Tüketime endeksli politika tarımı da çökertti. Çiftçileri görüyorsunuz, her gittiğimiz yerde bu şikayetleri duyuyoruz. Ortadoğu'yu besleyen bir Türkiye nasıl olur da tarım ithalatı yapıyor. Çiftçiye mazot desteği veriyor. Çiftçilerin kazancından kesilen miktar 8 milyardor. Çiftçi kazanmazsa esnaf da kazanmıyor. Biz neden üreten Türkiye, çalışan Türkiye diyoruz. Bunun ilk hedefini koyan Mustafa Kemal Atatürk'tür.
Bu partinin kurucusu genel başkanı Mustafa Kemal Atatürk'tür. O diyor ki, üretin, çalışın ve dünyada söz sahibi olun. Onun için önce üreteceğiz, çalışacağız sonra da toplumun her kesimine hakça dağıtacağız.
Egemen güçlerin Ortadoğu'daki taşeronluğunu üstlenmek tarihimize, insanımıza saygısızlıktır. Unutmayın egemen güçler ateşi elleriyle tutmazlar. Onurlu olun, dik olun, kimseye boyun eğmeyin, korkmayın burası Mustafa Kemal'in ülkesidir.
'Yurtta barış, dünyada barış' işte Atatürk'ün işte halkımızın duymak istediği bu. Yurtta da barış istiyoruz, dünyada da barış istiyoruz. 25 gündür uçağımız düştü nasıl düştüğünü bilmiyoruz. Merak ediyorum, bunlar saygın bir devlet mi yoksa Türkiye Cumhuriyeti bir aşiret devleti mi oldu? Kendi uçağının nasıl düştüğünü bilmeyen bir yönetim anlayışı olabilir mi? Bu görüntü Türkiye Cumhuriyeti'ne yakışmıyor. Ne diyorlardı sıfır sorun. Tam bir sorunlar batağına sürüklenen Türkiye.

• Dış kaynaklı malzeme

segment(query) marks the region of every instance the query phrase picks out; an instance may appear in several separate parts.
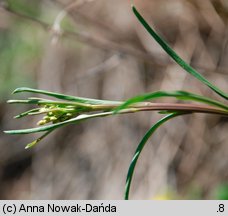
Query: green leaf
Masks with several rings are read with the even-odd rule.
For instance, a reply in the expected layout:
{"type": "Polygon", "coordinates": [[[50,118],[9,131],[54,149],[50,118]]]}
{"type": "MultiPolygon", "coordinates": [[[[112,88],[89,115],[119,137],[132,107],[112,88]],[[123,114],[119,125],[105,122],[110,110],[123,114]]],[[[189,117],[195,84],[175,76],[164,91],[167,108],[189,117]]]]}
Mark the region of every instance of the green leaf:
{"type": "Polygon", "coordinates": [[[39,137],[38,139],[34,140],[33,142],[27,144],[25,146],[25,149],[29,149],[34,147],[38,142],[40,142],[44,137],[46,137],[48,134],[50,134],[52,132],[52,130],[46,132],[45,134],[43,134],[41,137],[39,137]]]}
{"type": "Polygon", "coordinates": [[[142,140],[140,141],[135,154],[132,158],[131,164],[129,166],[128,169],[128,173],[127,173],[127,179],[126,179],[126,184],[125,184],[125,200],[128,200],[129,198],[129,192],[130,192],[130,187],[131,187],[131,181],[132,181],[132,177],[134,174],[134,170],[135,170],[135,166],[136,163],[138,161],[138,158],[146,144],[146,142],[148,141],[148,139],[151,137],[151,135],[165,122],[167,122],[168,120],[175,118],[177,116],[180,115],[185,115],[187,113],[171,113],[167,116],[165,116],[164,118],[160,119],[156,124],[154,124],[148,131],[147,133],[144,135],[144,137],[142,138],[142,140]]]}
{"type": "Polygon", "coordinates": [[[38,94],[43,94],[43,95],[47,95],[50,97],[55,97],[55,98],[58,98],[61,100],[79,102],[79,103],[84,103],[84,104],[94,104],[95,105],[95,104],[119,104],[120,103],[117,101],[96,100],[96,99],[83,98],[83,97],[74,97],[71,95],[59,94],[59,93],[54,93],[54,92],[49,92],[49,91],[44,91],[44,90],[39,90],[39,89],[27,88],[27,87],[17,88],[13,91],[13,94],[20,93],[20,92],[38,93],[38,94]]]}
{"type": "Polygon", "coordinates": [[[129,107],[132,104],[139,103],[139,102],[146,101],[146,100],[153,100],[153,99],[157,99],[157,98],[162,98],[162,97],[174,97],[174,98],[177,98],[179,100],[197,101],[197,102],[201,102],[204,104],[216,106],[216,107],[222,108],[224,110],[228,110],[228,106],[219,102],[219,101],[212,100],[210,98],[200,96],[197,94],[193,94],[190,92],[185,92],[185,91],[174,91],[174,92],[157,91],[157,92],[138,95],[136,97],[128,99],[121,106],[119,106],[115,109],[115,113],[119,112],[122,109],[125,109],[126,107],[129,107]]]}
{"type": "Polygon", "coordinates": [[[21,130],[8,130],[8,131],[4,131],[4,132],[7,134],[29,134],[29,133],[44,132],[44,131],[57,129],[63,125],[73,124],[73,123],[77,123],[77,122],[80,122],[83,120],[97,118],[97,117],[104,117],[104,116],[108,116],[108,115],[112,115],[112,114],[113,114],[113,112],[103,112],[103,113],[88,114],[88,115],[83,114],[83,115],[79,115],[75,118],[72,118],[72,119],[69,119],[69,120],[66,120],[63,122],[47,125],[47,126],[29,128],[29,129],[21,129],[21,130]]]}
{"type": "Polygon", "coordinates": [[[162,39],[146,22],[146,20],[141,16],[137,9],[132,6],[132,10],[144,28],[150,33],[150,35],[158,42],[158,44],[165,50],[165,52],[185,71],[194,76],[196,79],[207,85],[214,92],[216,92],[221,97],[228,100],[228,94],[220,90],[217,86],[211,84],[206,78],[204,78],[200,73],[198,73],[194,68],[192,68],[188,63],[186,63],[169,45],[162,39]]]}

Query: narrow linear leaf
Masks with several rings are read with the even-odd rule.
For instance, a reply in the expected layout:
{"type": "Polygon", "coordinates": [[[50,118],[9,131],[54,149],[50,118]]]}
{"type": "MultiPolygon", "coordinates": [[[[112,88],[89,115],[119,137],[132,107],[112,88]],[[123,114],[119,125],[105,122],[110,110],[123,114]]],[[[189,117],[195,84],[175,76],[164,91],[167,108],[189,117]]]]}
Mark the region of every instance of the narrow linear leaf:
{"type": "Polygon", "coordinates": [[[40,110],[40,108],[31,109],[31,110],[23,112],[23,113],[21,113],[19,115],[14,116],[14,118],[22,118],[22,117],[30,115],[32,113],[38,112],[39,110],[40,110]]]}
{"type": "Polygon", "coordinates": [[[40,142],[41,140],[43,140],[48,134],[50,134],[52,132],[52,130],[46,132],[45,134],[43,134],[41,137],[39,137],[38,139],[34,140],[33,142],[27,144],[25,146],[25,149],[29,149],[34,147],[38,142],[40,142]]]}
{"type": "Polygon", "coordinates": [[[142,95],[138,95],[136,97],[130,98],[129,100],[125,101],[121,106],[117,107],[115,109],[115,113],[119,112],[122,109],[125,109],[126,107],[129,107],[132,104],[136,104],[136,103],[146,101],[146,100],[154,100],[154,99],[162,98],[162,97],[174,97],[179,100],[197,101],[197,102],[201,102],[204,104],[209,104],[209,105],[212,105],[215,107],[222,108],[226,111],[228,110],[227,105],[225,105],[219,101],[212,100],[210,98],[200,96],[197,94],[193,94],[193,93],[189,93],[189,92],[185,92],[185,91],[175,91],[175,92],[157,91],[157,92],[146,93],[146,94],[142,94],[142,95]]]}
{"type": "Polygon", "coordinates": [[[4,132],[7,134],[29,134],[29,133],[44,132],[44,131],[54,130],[54,129],[59,128],[59,127],[66,125],[66,124],[73,124],[73,123],[83,121],[86,119],[104,117],[104,116],[108,116],[108,115],[112,115],[112,114],[113,114],[113,112],[104,112],[104,113],[96,113],[96,114],[83,114],[83,115],[79,115],[75,118],[72,118],[72,119],[69,119],[69,120],[66,120],[63,122],[47,125],[47,126],[29,128],[29,129],[21,129],[21,130],[8,130],[8,131],[4,131],[4,132]]]}
{"type": "Polygon", "coordinates": [[[119,104],[120,103],[117,101],[96,100],[96,99],[83,98],[83,97],[74,97],[71,95],[59,94],[59,93],[54,93],[54,92],[49,92],[49,91],[44,91],[39,89],[27,88],[27,87],[17,88],[13,91],[13,94],[20,93],[20,92],[38,93],[38,94],[43,94],[50,97],[55,97],[61,100],[68,100],[68,101],[74,101],[74,102],[85,103],[85,104],[109,104],[109,103],[119,104]]]}
{"type": "Polygon", "coordinates": [[[188,63],[186,63],[169,45],[168,43],[162,39],[146,22],[146,20],[142,17],[142,15],[137,11],[135,6],[132,6],[132,10],[144,28],[150,33],[150,35],[158,42],[158,44],[165,50],[165,52],[185,71],[193,75],[196,79],[207,85],[214,92],[216,92],[221,97],[228,100],[228,94],[220,90],[217,86],[210,83],[206,78],[204,78],[200,73],[198,73],[194,68],[192,68],[188,63]]]}
{"type": "Polygon", "coordinates": [[[135,154],[132,158],[131,164],[128,169],[126,184],[125,184],[125,194],[124,194],[125,200],[128,200],[128,198],[129,198],[129,192],[130,192],[130,188],[131,188],[131,182],[132,182],[132,177],[134,175],[135,166],[136,166],[138,158],[139,158],[146,142],[148,141],[148,139],[162,124],[164,124],[165,122],[167,122],[168,120],[170,120],[172,118],[175,118],[180,115],[185,115],[185,114],[188,114],[188,113],[171,113],[171,114],[165,116],[164,118],[160,119],[157,123],[155,123],[144,135],[144,137],[140,141],[140,143],[135,151],[135,154]]]}

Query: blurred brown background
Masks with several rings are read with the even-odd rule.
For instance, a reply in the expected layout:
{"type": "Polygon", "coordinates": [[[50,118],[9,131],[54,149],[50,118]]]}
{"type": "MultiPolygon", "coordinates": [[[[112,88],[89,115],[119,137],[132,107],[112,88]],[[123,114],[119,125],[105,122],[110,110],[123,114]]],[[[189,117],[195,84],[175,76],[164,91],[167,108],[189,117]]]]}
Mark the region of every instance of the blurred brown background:
{"type": "MultiPolygon", "coordinates": [[[[227,0],[134,2],[186,61],[228,92],[227,0]]],[[[34,135],[3,133],[37,121],[13,119],[28,109],[6,104],[22,98],[10,95],[16,87],[110,100],[183,89],[220,100],[169,59],[130,4],[0,1],[1,199],[122,199],[137,144],[160,117],[147,112],[94,119],[25,150],[34,135]]],[[[130,198],[217,199],[228,193],[227,126],[227,118],[205,114],[162,126],[140,157],[130,198]]]]}

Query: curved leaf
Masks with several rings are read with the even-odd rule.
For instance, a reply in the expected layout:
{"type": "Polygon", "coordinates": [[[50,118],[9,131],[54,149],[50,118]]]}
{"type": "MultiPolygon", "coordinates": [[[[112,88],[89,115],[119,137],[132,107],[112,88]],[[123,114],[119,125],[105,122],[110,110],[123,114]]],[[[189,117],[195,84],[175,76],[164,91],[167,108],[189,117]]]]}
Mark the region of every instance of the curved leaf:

"Suriye'de yapılan katliamlara her zaman karşı olduk"
Bize 'yoksa siz Esad'ı mı destekliyorsunuz?' diyorlar. Suriye'de yapılan katliamlara her zaman karşı olduk, kınıyoruz, kınamaya devam edeceğiz. Mısır'daki sağır sultan bunu duydu ama bazıları duymadı. Değil ülkemizde, değil Suriye'de bütün dünyada hiçbir insanın burnunun kanamasını istemeyiz. Çünkü bizim yüreğimizde insan sevgisi var, insanı seviyoruz.
"Savaş istemiyoruz"
Elbette ki Suriye'ye özgürlüklerin gelmesini istiyoruz. Bizim görüşümüz uluslararası hukuk neyi öngörüyorsa biz de aynı düşünürüz. CHP hukukun üstünlüğüne inanan bir partidir. Uluslararası hukuk neyi öngörüyorsa biz ona destek veririz. Biz bölgemizde savaş istemiyoruz.
Biz yedi düvele karşı mücadele ettik, toprağımız işgal altındaydık, onun için savaştık. Kıbrıs'ta insanlarımızı katlediyorlardı ve Bülent Ecevit Kıbrıs'a giderek barış harekatını gerçekleştirdi. Biz tam 1 yıl önce hükümete bir çağrıda bulunduk. Dedik ki 'Türkiye'de bir uluslararası Suriye konferansı düzenleyin'. Herkesi çağırın, abilik yapın, önderlik yapın. Bizim önerilerimizi görmediler, duymadılar ve ellerinin tersiyle ittiler. Sonra Labrov bizim önerimizi sahiplendi. Rusya'da bir Suriye konferansı yaptı. Kimin itibarı arttı, savaş çığırtkanlığı yapan mı, yoksa konferans toplayan mı?
Suriye'de katliam var deyip savaş tamtamları çalacaksın, ötür yandan insanları katledilen, yargılanan Ömer El Beşir'i Türkiye Cumhuriyeti'ne çağırıp 'merhaba' diyeceksin. Türkiye Cumhuriyeti'nin katillerle işi yok. Uluslararası mahkemelerin katil ilan ettiği bir adamı sen hangi inançla Türkiye'ye davet ediyorsun
"Kürecik'e o füze kalkanını İsrali'i korumak için kurulduğunu bilmeyen mi var?"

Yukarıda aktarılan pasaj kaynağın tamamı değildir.